第八話 最終戦闘・中編

文字数 4,455文字

 集落を出て、どれぐらい経ったのだろうか。叢雲が進む最短ルートはまさに幻霊砲の光が通過する真下の道。だが、未だに二発目が撃ちこまれない。

「作戦か?」

 だとしても、神代がこの攻撃に全てを賭けているのは間違いなかった。叢雲の目の前に、十数人からなる神代の部隊がいる。

「また、か」

 ガッカリのため息を吐いた。既に叢雲は、神代の防衛ラインを四つ突破している。しかし、くどいからうんざりしているのではない。

「あの女がいない」

 そのことが不満なのだ。そのストレスを発散するかのように、秒で守備隊を蹴散らしていく。

「本気で俺を止めたいのなら、あの女を出すんだな!」

 叢雲は転がり落ちる屍を見下し、そう言い捨てると道を急いだ。そしてさらに幻霊砲へ近づいたその時。

「…!」

 二人の運命は、再び交差した。


 可憐はただひたすら、待っていた。自分よりも集落に近い場所を陣取っている守備隊の話は聞いている。だが彼らでは絶対にあの男を止めることはできない。だから相手の方から必ずやって来る。道は絶対にここだ。すれ違う可能性もない。彼女ほどにもなれば、本能でわかる。

「来るはずよ…」

 夜空の月を見て、そう言った。月の女神が、運命、と呟いたように見えた。そして視線を落としたその時、視界に誰かが入り込んだ。

「あの顔は…」

 間違いない。廃村で出会った月見の会の霊能力者だった。左腕に機械的な義手をつけている。それが動かぬ証拠。

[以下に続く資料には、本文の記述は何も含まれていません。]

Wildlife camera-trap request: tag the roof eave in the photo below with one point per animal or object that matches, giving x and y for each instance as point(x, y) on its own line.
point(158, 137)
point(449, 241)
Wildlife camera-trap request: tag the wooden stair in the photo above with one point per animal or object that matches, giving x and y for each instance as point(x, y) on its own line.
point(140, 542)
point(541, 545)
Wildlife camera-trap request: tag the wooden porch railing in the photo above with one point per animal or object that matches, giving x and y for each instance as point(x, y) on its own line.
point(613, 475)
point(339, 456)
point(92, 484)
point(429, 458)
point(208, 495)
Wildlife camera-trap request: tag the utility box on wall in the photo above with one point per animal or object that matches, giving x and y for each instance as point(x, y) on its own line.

 二人は、再会した。お互いの運命を乗り越えて、己の未来を切り開くために。
 二人は無言で、向き合った。目と目が合い、お互いに鋭い視線を相手に送る。

「……お前、名前は?」

 沈黙を破ったのは、叢雲の方だった。

「可憐。里見可憐よ。あなたは?」
「俺は月見叢雲、だ」

 可憐の中で、あの男というフレーズが全て、叢雲に置き換わった瞬間だった。叢雲もまた、あの女が可憐であることを記憶に上書きした。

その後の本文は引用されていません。